Originally Posted by Pizzatheaction:
“When the BBC and ITV divvy up the matches in a tournament like this, is it part of the agreement that, soaps aside, the only opposition to the other channel's evening football match will be repeats?
Soaps apart, the BBC and ITV always seem to show repeat programming against the football, even if low profile teams are playing.”
Venturing massively off-thread, but the BBC & ITV only divvy up the games once the draws are made, so they very much decide it by actual games rather than "we'll do Tuesday, you do Wednesday". And I wouldn't have expected any deal on what can be shown opposite the football - I think what you've picked up on is that after the group games (where the rights have been divvied up months earlier as the first round fixtures are all known), the knock out games are only known days beforehand and therefore who shows what can only be decided at the eleventh hour - too late for listings magazines. Hence the "alternative schedules" being published - and being subject to change, there's more likelihood of repeats being stuffed in (and easily moved).
The BBC and ITV have a contract which governs their bids for the rights to tournaments. This includes a process by which games will be shared out - broadly, consensus through negotiation and if that fails, some other process to have the games determined. Could come down to a toss of a coin I suppose. They always end up doing a deal, although the negotiations can be very protracted and take several weeks of long drawn out meetings.

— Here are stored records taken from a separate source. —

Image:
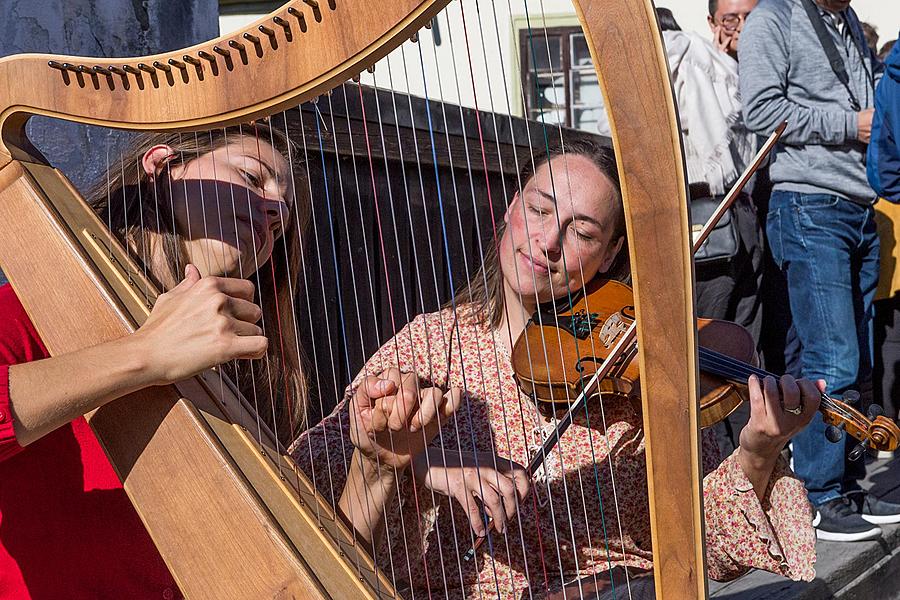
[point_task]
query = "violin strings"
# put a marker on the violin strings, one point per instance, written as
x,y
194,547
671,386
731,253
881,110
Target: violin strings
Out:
x,y
739,371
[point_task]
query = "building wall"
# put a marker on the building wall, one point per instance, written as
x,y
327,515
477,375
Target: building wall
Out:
x,y
489,42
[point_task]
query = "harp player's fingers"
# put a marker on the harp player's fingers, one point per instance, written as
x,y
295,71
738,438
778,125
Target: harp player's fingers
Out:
x,y
405,403
237,288
248,346
432,402
243,310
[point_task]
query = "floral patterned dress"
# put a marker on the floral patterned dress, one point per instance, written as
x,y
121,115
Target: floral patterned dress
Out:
x,y
587,510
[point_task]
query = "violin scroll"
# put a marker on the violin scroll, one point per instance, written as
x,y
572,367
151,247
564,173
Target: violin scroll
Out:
x,y
876,431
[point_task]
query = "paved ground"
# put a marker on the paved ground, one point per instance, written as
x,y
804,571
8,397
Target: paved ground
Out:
x,y
849,571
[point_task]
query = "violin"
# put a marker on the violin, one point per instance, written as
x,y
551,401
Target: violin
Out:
x,y
565,343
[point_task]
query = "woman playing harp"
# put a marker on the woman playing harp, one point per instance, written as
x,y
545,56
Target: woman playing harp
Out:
x,y
220,216
563,228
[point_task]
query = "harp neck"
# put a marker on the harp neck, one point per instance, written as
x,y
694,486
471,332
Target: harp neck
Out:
x,y
290,56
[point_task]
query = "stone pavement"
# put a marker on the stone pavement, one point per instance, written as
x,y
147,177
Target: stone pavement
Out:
x,y
849,571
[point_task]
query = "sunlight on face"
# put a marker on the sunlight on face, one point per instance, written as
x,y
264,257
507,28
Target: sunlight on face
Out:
x,y
231,205
559,230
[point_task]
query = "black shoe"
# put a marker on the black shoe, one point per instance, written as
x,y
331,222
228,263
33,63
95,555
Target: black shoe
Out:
x,y
874,510
838,521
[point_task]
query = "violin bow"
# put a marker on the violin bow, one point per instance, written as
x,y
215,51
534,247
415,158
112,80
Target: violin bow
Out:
x,y
738,187
628,343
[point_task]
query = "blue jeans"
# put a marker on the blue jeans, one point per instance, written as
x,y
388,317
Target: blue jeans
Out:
x,y
828,249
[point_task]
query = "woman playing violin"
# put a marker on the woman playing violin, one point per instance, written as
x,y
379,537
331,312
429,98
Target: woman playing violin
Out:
x,y
583,520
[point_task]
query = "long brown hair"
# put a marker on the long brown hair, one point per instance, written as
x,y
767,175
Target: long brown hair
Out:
x,y
138,210
485,290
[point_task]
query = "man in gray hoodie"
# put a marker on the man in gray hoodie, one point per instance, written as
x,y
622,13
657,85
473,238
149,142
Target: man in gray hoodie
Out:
x,y
820,225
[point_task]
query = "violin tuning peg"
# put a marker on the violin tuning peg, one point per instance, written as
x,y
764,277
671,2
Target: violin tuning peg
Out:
x,y
875,411
850,397
833,434
858,451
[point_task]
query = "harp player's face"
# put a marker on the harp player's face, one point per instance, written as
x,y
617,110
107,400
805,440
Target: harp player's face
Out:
x,y
230,205
559,231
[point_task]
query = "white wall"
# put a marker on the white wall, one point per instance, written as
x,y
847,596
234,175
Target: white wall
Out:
x,y
492,47
691,14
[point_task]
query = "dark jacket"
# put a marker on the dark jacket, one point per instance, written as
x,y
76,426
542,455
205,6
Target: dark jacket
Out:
x,y
883,165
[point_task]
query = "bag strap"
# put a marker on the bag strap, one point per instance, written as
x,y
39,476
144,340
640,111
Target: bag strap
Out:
x,y
831,51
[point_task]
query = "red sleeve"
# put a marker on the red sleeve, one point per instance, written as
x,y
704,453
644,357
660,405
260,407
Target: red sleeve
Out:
x,y
19,342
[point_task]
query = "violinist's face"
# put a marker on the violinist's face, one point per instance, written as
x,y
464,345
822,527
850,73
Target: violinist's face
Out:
x,y
230,205
559,230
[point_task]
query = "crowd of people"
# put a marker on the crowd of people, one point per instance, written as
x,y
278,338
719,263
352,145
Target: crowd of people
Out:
x,y
816,250
420,455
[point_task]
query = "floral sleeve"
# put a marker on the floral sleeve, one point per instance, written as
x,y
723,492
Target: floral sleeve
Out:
x,y
742,532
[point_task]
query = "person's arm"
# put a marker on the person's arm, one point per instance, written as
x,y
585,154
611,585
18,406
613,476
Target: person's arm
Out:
x,y
764,72
197,325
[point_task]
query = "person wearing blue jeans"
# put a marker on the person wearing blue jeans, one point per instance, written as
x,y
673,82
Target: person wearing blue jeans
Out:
x,y
806,62
814,238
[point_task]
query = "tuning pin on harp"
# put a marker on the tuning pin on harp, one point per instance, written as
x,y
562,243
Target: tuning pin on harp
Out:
x,y
859,450
834,433
850,397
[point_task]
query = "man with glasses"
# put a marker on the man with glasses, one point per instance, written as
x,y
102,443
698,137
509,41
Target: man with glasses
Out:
x,y
806,62
726,20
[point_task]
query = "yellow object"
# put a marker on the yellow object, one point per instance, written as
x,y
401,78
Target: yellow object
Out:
x,y
887,219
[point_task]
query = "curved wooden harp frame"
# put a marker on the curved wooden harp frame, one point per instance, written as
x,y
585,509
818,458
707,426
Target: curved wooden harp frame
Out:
x,y
226,523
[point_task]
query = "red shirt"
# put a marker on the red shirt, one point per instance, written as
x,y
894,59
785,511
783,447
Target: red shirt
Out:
x,y
67,529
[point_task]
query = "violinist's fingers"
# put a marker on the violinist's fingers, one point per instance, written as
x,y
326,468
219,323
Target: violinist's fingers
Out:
x,y
374,387
509,494
811,395
452,402
406,402
468,502
430,400
757,402
517,474
522,481
772,398
790,394
392,374
378,418
493,505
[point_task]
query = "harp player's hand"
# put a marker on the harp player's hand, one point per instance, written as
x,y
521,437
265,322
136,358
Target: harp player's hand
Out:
x,y
393,417
198,324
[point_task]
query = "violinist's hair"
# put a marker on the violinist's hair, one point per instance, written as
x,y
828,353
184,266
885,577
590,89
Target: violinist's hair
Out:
x,y
138,210
485,291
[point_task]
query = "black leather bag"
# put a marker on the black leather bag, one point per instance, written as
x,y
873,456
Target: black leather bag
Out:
x,y
723,243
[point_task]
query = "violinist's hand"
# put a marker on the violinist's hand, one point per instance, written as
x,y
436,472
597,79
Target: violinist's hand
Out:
x,y
472,480
392,418
721,38
772,423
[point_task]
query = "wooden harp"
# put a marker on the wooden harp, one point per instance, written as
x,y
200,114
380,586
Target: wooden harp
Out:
x,y
215,500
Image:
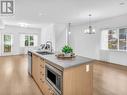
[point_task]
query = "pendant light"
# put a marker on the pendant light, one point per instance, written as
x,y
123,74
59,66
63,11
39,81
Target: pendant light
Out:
x,y
90,29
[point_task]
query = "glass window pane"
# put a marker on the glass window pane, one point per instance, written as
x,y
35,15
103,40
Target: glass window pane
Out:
x,y
112,39
26,40
122,38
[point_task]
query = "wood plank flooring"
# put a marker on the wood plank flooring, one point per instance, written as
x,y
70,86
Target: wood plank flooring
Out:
x,y
14,78
108,79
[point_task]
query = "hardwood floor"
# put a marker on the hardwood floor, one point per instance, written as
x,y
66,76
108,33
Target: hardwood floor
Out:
x,y
14,78
109,79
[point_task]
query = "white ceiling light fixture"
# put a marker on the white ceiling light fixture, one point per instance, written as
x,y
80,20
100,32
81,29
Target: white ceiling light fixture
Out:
x,y
90,29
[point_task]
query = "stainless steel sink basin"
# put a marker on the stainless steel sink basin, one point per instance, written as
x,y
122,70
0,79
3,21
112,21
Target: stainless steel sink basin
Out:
x,y
45,53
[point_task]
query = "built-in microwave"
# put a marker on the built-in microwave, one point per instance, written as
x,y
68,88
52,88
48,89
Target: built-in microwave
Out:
x,y
54,77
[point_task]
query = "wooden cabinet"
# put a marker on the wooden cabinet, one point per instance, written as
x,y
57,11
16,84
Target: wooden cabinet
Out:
x,y
78,80
35,67
38,73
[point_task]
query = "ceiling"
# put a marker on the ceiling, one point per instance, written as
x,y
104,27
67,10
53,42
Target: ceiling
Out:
x,y
64,11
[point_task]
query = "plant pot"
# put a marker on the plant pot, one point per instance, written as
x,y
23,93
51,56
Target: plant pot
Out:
x,y
67,54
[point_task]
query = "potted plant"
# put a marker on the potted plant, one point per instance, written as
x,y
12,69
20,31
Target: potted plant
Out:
x,y
67,50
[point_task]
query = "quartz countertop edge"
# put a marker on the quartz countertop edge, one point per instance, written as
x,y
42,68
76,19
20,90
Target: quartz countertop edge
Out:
x,y
64,63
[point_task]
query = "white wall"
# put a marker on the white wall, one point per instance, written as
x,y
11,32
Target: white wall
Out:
x,y
89,45
16,31
60,36
48,34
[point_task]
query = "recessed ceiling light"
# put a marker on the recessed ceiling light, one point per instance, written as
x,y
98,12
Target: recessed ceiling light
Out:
x,y
42,14
23,24
122,3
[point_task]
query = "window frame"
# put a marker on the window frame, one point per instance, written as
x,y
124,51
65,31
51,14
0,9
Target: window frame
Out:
x,y
104,44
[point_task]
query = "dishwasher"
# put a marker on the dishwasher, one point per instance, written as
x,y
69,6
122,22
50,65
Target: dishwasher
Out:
x,y
29,63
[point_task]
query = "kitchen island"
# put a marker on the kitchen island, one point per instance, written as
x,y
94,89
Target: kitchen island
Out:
x,y
56,76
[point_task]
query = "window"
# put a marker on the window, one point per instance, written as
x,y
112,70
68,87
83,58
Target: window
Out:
x,y
28,40
114,39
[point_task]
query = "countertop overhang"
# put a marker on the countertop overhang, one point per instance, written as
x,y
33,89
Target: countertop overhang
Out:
x,y
64,63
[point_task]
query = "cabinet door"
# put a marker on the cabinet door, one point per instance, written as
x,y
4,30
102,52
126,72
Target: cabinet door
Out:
x,y
41,75
34,59
78,80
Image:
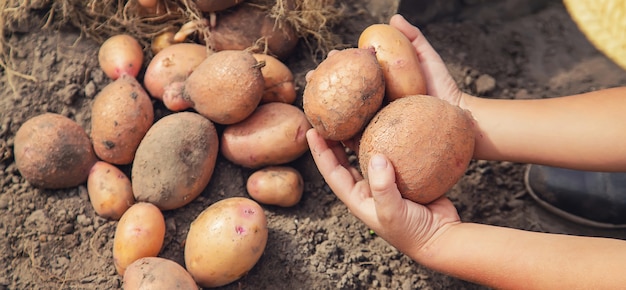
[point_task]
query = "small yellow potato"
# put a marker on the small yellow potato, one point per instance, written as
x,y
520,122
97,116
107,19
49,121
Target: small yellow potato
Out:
x,y
276,185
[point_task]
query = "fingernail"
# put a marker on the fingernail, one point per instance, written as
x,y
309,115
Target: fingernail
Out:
x,y
378,162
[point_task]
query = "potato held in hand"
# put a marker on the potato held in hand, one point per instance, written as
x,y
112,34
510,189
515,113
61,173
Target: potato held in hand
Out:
x,y
225,241
53,151
343,93
121,115
276,185
274,134
175,161
397,57
429,142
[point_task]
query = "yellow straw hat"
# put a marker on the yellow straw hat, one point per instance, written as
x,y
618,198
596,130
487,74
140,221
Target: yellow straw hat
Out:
x,y
604,23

What usually puts the cat among the pigeons is that England are only ever guaranteed 3 games - so they can't split that equally between them. What usually seems to happen is that ITV get 2 out of the 3 with BBC taking a punt on England getting through to the 2nd round and having the rights to that. In World Cup '06, the BBC ended up with the rights to England's round 2 and QF games, so got 3 England games to ITV's 2 overall. As a result of that, ITV took the midweek 8pm Sweden game - which won the biggest TV audience of 2006 - and the BBC conceded the rights to some other big group games to ITV. And (had England got through), the right to show both semi finals - the England match simulcast on both sides, but only ITV1 showing the other one. As they got knocked out, they took one each, with first pick to ITV.
All this is academic for next year - sadly, and tragically - so it should be a more straightforward divvying-up, with possibly more attention paid to fitting around regular schedules and a "we'll take France v Germany, you take Holland v Italy" approach.
Either way, I would think the ratings will be depressed. There just won't be the pre-tournament hype and build-up without England there. But talk of moving matches to BBC2 or ITV2 is nonsense - it will still bring in massive numbers of viewers next June, and don't forget that the BBC/ITV have together paid something like £80m (is it?) for the joint rights to this, so no way they dump any of it on lesser watched channels. And they'll happily move their soaps to do so.